Mit der wärmeren Jahreszeit nehmen die Aufstiegsanlagen ihren Sommerbetrieb auf. Hinter dem reibungslosen Transport in die Höhe steht die alltägliche Arbeit vieler Menschen.

Wenn der letzte Schnee in den mittleren Lagen schmilzt und die Wanderwege allmählich wieder sichtbar werden, verändert sich der Rhythmus in Südtirols Bergen. Mit dem Start in den „Seilbahnsommer 2026“ nehmen in diesen Wochen landesweit zahlreiche Aufstiegsanlagen ihren Betrieb für die warme Jahreszeit auf. Für viele Menschen markiert dieser Moment den Übergang zu einer neuen Phase des Alltags, in der die direkte Verbindung zwischen Tal und Hochgebirge wieder mühelos hergestellt ist.
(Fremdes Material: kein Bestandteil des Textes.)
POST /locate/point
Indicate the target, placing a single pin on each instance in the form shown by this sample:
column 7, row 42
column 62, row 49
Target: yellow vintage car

Bevor jedoch die ersten Fahrgäste in die Gondeln und auf die Sesselbahnen steigen, liegt eine Phase intensiver Vorbereitung hinter den Betreibergesellschaften. Der Wechsel vom Winter- auf den Sommerbetrieb erfordert technische Umrüstungen und detaillierte Revisionsarbeiten. Techniker und Maschinisten überprüfen in wochenlanger Detailarbeit Tragseile, Stützen und Kabinen. Dieser oft unsichtbare Einsatz des Personals ist die Grundvoraussetzung dafür, dass der Transport in die Höhe für die Passagiere eine sichere Selbstverständlichkeit bleibt.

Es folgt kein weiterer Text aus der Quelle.